Баба Маня не стала ничего слушать. Она, как загнанный зверь, метнулась к печи, распахнула заслонку. Яркое пламя лизнуло сухие дрова. Бабушка сунула листок в огонь. Бумага вспыхнула мгновенно, свернулась в черный пепельный комочек и исчезла. Запах горелой бумаги, горький и тоскливый, повис в воздухе.
– Вон! – закричала баба Маня, оборачиваясь к Алисе. Лицо ее было искажено гримасой ярости и страха. – Вон из моего дома! Собирай вещи и убирайся! Сию минуту! Нечего тебе тут делать! Нечего соваться куда не просят!
– Бабуля, что с тобой? Я же твоя внучка!
– Уезжай! Не хочу тебя видеть! Не возвращайся! – Бабушка тряслась, тыча пальцем в сторону прихожей. – Убирайся! Пока жива!
Шок был таким полным, таким ледяным, что Алиса не нашла слов. Она, как автомат, собрала свои нераспакованные до конца вещи в рюкзак. Бабушка стояла посреди кухни, отвернувшись к окну, плечи ее вздрагивали. Ни слова прощания, ни взгляда. Алиса вышла, хлопнув калиткой. Первый же рейсовый автобус, дребезжащий и пустой, унес ее прочь от бабушкиного дома, от городка N, от этой нелепой, страшной ссоры и от тайны за проклятой дверью.
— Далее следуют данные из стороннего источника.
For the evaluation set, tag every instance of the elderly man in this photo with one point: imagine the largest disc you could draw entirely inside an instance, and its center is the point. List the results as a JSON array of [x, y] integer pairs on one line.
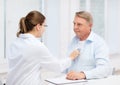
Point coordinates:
[[93, 61]]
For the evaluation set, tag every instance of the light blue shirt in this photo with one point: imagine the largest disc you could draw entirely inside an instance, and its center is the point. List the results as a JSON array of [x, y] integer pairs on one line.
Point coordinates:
[[93, 59]]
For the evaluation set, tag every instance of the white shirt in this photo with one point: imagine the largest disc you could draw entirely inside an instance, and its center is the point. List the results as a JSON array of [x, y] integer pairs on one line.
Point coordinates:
[[26, 56]]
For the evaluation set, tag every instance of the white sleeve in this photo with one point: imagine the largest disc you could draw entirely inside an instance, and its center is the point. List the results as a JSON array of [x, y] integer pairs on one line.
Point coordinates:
[[41, 55]]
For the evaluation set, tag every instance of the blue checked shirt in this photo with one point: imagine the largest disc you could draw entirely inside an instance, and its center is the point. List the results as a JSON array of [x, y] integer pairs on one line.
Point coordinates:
[[93, 59]]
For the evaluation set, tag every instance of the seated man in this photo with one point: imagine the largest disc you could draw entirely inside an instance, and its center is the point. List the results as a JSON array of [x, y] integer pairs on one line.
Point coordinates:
[[93, 61]]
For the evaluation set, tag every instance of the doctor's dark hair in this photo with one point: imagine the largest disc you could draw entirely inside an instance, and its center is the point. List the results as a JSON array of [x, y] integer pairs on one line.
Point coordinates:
[[85, 15], [27, 23]]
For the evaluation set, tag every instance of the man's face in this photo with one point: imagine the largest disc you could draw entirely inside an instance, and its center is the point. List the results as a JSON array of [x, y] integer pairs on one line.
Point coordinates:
[[81, 27]]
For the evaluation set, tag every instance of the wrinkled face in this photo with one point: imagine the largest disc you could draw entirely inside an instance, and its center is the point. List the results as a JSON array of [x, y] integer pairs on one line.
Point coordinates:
[[41, 29], [81, 27]]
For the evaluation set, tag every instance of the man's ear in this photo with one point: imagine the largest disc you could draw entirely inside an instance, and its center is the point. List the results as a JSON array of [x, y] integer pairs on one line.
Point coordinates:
[[90, 25], [38, 27]]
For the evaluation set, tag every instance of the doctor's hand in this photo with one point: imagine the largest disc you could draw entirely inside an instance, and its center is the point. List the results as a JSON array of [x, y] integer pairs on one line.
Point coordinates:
[[72, 75], [74, 54]]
В глазах стояли слезы обиды и непонимания, а в ушах звенел бабушкин крик.
* * *
Дом опустел. Тишина, обычно такая уютная, теперь давила, как ватное одеяло. Баба Маня стояла перед дверью в Запертую Комнату. На лице не было ни следа прежней ярости или страха. Только холодная, каменная решимость и глубокая, вековая усталость. Она медленно подняла руку. Указательный палец, кривой от артрита, но невероятно точный, повел в воздухе перед дверью. Она рисовала знаки. Быстро, уверенно, с каким-то внутренним знанием. Знаки не оставляли следов на краске, но воздух вокруг двери словно сгущался, становился вязким, тяжелым. Баба Маня шептала. Не молитву, а скорее заклятие, слова были старые, шершавые, как неотесанное полено:
– ...Крепче камня... Глуше земли... Ярче солнца сожжёт... Слушай, тварь подпольная... Слушай и трепещи... Ты думаешь, что сможешь меня обхитрить? Письмецо подсунуть? На внучку мою глаз положил? Нет! Не выйдет! Пока я дышу, пока кровь в жилах стынет не до конца... Мою внучку... Я тебе не отдам! Слышишь? Не отдам! Лежи в своей яме! Гний! И не надейся!
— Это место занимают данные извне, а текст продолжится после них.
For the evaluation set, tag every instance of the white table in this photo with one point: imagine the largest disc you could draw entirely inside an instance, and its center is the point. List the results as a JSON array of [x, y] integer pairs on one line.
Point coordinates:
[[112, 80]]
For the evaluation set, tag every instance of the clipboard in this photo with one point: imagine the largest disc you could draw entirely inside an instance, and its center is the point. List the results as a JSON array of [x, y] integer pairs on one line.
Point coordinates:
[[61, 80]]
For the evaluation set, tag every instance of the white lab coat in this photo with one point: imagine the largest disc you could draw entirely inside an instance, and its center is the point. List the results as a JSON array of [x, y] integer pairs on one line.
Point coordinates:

Она закончила рисовать последний знак и опустила руку. Глаза ее, острые, как лед, сверлили дверь. Тишина в доме стала абсолютной. Даже сверчок за печкой замолк. И тогда... Оно ответило. Не звуком, не шепотом. Мыслью. Холодной, ползучей, как слизняк по позвоночнику, мыслью, проникшей прямо в сознание старухи, мимо ушей, мимо разума:
"Она вернётся... Когда тебя не станет."
Баба Маня не дрогнула. Только губы ее плотно сжались в тонкую, белую ниточку. Она повернулась и пошла на кухню, к печке, к вечному чайнику. Ее спина была прямая, непокоренная. Битва была проиграна сегодня. Но война... война длилась уже очень долго. И она знала – это была лишь передышка.